Adobe is a good example: After deploying the CloudMunch DevOps platform, which is designed to integrate a variety of popular development tools into a single interface, Adobe has increased the pace of application development by as much as 60 percent. Consolidating a diverse toolset into a single platform establishes a more efficient and harmonious relationship between DevOps and Agile development models, and speeds and optimizes delivery.

ADM: What companies are using Agile and DevOps methodologies for faster software delivery?

Prabhu: Already, many companies like Twitter, GameStop and Etsy use Agile processes in their DevOps for continuous innovation but most importantly many enterprise companies, global majors like Honeywell, Target, GE Capital, Tesco and more are adopting this. As per Gartner, by 2016, 25% of global  2000 companies will have DevOps as a mainstream IT strategy.

ADM: What are some of the barriers to implementing Agile and DevOps processes in the enterprise?

Prabhu: There are several incompatibilities between traditional IT processes and new Agile and DevOps delivery processes:

1. Traditional operational IT processes are often planned and measured in quarters on an annual budget cycle. Agile development may roll out in a two-week sprint. Once built new applications are built, business groups are eager to use them, but most IT organizations aren’t prepared to deploy new capabilities that quickly.

2. Supporting software ecosystems are very complex- the comprehensive features of supporting software allow development teams to focus on desired business capabilities rather than low-level utility components. However, since all of these components are updated frequently, the process of tracking and deploying the right supporting ecosystem presents a complex problem. 

3. Different Agile teams require autonomy in the use of development tooling, which results in a number of different and disconnected development tools being used across the development ecosystem. This increases the complexity of implementation and makes it difficult to provide metrics that present a consistent view of the enterprise portfolio of development projects.

ADM: What are the emerging and critical practices for enterprises to consider for implementing Agile development methodology and DevOps processes?

Prabhu: To support rapid implementation of infrastructure needed to support the Agile delivery process, enterprises are increasingly moving more of their essential business operations to the Cloud. For example, Adobe has embraced CloudMunch, a DevOps platform to automate delivery of software updates to dozens of its products in AWS to push multiple updates more quickly and easily to its customers.

In the past, they’ve used a variety of development tools like Chef and Jenkins to manage application development and infrastructure automation, but these aren’t enough in today’s hybrid environment. To effectively apply Agile development methods in a hybrid DevOps environment, businesses have found it’s better to plug in and integrate their developers’ chosen tools in a single workspace and dashboard.

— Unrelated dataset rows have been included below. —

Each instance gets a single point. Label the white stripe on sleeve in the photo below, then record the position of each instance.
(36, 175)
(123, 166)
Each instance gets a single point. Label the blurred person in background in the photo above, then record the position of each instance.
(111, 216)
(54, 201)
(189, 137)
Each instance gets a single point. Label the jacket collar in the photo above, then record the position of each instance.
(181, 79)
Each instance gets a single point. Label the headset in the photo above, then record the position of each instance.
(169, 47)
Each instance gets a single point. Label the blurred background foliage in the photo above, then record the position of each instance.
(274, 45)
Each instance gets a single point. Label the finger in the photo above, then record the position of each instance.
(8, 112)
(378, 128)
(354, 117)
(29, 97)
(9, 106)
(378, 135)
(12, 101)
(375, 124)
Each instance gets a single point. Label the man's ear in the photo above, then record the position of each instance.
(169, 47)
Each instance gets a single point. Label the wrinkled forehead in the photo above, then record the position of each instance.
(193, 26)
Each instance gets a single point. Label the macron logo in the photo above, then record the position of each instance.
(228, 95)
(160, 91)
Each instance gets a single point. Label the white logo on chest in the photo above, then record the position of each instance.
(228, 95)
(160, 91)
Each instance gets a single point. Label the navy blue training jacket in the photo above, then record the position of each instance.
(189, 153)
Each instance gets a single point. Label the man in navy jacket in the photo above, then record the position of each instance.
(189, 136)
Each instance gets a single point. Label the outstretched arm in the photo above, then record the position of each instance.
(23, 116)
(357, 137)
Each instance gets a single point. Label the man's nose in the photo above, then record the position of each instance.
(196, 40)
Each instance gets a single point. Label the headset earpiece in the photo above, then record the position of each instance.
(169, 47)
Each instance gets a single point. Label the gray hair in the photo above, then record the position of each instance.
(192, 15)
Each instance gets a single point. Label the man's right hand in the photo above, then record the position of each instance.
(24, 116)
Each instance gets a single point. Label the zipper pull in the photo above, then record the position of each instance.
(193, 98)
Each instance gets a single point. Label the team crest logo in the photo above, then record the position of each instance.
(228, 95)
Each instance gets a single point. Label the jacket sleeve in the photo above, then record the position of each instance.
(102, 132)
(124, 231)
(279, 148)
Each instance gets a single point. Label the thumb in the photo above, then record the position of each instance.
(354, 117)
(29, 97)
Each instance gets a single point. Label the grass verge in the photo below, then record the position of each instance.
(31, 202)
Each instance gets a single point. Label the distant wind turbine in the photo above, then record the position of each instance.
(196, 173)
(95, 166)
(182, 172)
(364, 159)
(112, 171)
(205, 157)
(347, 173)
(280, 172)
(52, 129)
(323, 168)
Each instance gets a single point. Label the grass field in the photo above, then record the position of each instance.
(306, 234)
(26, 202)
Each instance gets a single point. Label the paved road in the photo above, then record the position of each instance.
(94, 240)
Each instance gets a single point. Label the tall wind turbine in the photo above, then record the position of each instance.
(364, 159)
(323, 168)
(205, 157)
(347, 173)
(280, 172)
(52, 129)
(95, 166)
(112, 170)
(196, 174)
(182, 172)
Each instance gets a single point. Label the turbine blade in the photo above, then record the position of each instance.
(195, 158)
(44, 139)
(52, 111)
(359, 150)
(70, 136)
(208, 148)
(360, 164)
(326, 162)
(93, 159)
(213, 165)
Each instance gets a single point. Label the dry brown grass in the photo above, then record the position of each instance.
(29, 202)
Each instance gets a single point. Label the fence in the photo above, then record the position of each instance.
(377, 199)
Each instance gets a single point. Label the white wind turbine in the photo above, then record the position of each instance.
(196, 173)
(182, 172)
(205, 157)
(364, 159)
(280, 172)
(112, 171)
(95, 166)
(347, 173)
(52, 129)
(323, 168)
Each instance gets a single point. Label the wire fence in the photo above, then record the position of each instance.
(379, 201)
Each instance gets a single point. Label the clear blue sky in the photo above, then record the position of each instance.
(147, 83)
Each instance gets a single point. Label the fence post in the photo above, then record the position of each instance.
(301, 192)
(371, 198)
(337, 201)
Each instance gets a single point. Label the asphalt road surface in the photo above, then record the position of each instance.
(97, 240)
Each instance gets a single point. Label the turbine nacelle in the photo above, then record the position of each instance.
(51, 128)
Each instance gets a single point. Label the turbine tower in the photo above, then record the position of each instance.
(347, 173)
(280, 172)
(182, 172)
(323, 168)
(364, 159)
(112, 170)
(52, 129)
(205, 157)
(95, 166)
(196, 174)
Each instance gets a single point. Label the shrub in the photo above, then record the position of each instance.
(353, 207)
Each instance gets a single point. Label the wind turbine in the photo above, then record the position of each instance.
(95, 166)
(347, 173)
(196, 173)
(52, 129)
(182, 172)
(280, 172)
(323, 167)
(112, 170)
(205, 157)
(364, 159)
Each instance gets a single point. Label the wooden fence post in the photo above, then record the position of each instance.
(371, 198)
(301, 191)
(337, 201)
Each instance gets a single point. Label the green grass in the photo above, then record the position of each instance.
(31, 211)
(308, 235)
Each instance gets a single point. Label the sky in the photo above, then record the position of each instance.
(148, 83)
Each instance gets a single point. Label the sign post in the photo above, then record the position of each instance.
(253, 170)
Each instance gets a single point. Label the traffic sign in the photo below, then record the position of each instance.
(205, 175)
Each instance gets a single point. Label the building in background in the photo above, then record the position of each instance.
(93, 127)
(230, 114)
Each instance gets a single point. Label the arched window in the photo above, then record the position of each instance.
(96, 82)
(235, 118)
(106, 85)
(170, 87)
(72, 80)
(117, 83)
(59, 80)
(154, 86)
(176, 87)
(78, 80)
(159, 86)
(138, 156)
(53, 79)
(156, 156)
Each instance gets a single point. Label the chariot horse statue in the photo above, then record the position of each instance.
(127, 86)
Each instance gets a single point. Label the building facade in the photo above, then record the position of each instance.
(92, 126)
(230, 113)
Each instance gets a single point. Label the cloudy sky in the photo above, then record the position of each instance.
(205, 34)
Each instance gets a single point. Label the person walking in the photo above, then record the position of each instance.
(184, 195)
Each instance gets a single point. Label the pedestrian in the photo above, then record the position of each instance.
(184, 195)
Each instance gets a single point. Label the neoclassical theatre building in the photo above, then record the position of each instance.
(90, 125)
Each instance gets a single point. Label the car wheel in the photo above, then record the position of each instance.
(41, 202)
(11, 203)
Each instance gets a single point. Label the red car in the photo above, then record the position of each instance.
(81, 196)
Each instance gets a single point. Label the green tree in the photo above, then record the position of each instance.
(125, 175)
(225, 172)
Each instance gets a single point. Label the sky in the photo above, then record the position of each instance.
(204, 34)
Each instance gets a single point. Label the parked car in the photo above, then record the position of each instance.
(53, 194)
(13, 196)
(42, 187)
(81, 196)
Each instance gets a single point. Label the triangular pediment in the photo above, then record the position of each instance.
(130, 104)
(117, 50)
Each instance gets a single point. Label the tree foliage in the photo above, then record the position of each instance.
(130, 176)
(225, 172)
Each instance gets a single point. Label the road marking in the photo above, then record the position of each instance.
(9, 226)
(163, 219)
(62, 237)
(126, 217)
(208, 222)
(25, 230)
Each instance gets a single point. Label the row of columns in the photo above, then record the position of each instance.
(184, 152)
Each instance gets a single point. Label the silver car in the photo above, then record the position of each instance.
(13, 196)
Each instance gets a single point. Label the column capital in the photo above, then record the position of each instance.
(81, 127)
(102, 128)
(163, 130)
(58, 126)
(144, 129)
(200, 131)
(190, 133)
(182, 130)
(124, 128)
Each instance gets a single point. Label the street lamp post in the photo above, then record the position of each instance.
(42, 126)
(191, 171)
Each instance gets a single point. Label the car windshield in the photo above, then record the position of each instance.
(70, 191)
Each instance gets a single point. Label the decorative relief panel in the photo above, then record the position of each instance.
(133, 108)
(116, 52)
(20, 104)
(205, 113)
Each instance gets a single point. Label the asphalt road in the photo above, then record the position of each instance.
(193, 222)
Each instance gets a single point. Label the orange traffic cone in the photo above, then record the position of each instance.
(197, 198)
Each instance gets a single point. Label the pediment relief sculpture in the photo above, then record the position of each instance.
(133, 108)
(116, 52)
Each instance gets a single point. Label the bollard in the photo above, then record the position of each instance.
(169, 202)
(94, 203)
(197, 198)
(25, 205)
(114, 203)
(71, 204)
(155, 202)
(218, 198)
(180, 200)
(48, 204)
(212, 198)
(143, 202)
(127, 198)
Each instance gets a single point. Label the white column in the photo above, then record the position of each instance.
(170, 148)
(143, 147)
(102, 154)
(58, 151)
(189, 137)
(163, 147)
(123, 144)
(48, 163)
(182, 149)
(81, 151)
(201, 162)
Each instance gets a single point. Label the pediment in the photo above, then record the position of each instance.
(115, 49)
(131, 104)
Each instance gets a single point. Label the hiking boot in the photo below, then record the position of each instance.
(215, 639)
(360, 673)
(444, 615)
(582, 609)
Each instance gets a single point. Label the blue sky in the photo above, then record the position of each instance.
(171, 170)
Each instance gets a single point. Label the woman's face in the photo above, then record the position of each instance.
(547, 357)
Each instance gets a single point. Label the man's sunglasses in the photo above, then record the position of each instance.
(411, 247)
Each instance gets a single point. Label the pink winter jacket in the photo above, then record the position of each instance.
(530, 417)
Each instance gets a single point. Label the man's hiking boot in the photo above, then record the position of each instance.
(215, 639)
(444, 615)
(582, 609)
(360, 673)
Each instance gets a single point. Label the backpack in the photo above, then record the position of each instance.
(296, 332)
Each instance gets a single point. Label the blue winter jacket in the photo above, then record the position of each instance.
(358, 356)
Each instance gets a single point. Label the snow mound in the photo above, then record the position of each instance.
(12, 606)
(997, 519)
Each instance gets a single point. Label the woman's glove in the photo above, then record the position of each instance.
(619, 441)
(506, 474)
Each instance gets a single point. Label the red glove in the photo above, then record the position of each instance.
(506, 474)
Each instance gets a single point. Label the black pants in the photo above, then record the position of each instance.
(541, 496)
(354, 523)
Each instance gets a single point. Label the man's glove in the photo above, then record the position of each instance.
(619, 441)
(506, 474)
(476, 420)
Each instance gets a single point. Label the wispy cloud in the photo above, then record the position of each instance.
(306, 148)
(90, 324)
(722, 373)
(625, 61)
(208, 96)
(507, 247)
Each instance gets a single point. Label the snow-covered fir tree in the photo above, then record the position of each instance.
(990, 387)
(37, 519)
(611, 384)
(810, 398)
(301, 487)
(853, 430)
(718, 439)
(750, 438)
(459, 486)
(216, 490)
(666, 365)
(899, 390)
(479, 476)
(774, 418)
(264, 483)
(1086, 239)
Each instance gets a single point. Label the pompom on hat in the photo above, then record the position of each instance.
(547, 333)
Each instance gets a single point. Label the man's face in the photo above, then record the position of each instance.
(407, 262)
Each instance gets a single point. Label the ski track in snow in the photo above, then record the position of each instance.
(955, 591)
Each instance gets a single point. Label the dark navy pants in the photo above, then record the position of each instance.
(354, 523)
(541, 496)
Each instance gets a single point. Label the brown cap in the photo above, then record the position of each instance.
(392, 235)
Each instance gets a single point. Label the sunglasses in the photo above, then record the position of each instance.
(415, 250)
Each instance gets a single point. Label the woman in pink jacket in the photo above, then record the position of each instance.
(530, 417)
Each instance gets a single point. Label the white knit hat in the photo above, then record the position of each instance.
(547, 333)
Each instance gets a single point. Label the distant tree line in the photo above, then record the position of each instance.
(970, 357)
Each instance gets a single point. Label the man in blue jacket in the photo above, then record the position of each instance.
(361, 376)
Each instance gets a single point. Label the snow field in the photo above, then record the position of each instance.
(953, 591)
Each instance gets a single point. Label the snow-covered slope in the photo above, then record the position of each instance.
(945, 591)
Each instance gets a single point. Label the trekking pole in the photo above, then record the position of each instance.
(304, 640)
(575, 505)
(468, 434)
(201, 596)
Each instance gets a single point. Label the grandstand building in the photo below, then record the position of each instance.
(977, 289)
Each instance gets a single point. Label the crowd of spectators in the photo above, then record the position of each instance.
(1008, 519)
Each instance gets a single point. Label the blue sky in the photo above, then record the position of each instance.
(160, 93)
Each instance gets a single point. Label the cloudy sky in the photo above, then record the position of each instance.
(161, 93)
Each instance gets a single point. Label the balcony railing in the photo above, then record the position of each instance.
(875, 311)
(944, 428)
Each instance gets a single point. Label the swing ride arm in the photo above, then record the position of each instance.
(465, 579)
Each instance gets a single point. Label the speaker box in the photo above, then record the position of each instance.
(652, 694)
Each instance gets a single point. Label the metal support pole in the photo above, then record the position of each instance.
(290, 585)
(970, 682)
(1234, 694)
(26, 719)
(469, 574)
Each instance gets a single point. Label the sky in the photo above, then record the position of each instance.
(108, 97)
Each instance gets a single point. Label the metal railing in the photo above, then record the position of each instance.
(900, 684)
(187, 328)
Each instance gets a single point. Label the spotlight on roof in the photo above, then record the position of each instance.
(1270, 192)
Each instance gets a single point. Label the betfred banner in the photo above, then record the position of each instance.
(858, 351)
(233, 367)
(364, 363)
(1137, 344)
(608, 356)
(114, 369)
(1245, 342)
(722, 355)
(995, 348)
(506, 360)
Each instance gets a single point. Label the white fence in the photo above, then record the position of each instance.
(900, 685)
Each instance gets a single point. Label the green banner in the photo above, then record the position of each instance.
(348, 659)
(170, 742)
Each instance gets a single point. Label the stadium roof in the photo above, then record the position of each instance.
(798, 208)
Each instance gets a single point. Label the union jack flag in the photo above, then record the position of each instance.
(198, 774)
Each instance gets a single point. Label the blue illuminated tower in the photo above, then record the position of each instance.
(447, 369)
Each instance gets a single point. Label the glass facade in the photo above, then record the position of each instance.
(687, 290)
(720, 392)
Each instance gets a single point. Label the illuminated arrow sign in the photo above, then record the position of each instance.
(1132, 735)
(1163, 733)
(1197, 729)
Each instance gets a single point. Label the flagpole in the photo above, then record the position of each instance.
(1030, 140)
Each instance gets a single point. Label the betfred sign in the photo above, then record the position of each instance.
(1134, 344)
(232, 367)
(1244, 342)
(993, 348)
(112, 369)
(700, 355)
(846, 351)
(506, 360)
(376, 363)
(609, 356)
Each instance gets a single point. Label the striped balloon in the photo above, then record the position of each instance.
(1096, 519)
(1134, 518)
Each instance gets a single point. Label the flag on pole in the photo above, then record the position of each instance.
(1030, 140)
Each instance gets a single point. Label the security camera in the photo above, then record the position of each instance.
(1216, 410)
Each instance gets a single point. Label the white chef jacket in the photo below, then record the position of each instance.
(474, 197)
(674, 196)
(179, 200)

The ability to manage Agile development in a hybrid cloud environment will become even more important in the next decade. Already, new platforms have emerged, allowing development teams to better orchestrate multiple toolsets and processes in a single “pane of glass” to streamline collaboration and application delivery.

Pradeep Prabhu is Co-founder and CEO of CloudMunch. Previously Pradeep was Vice President and Head of SaaS for Infosys, where in his 18-year career he was instrumental in growing the tech company to a multi-billion dollar business. Before pioneering Infosys' SaaS business, Pradeep incubated the Infosys-Microsoft solutions and alliance program and the Microsoft Technology Center. His previous leadership roles include establishing the Infosys Seattle office and delivering many successful software programs for marquee clients like Amazon, Boeing and Microsoft and conceptualizing and launching the Internet banking product eFinacle, which today is installed in banks around the globe.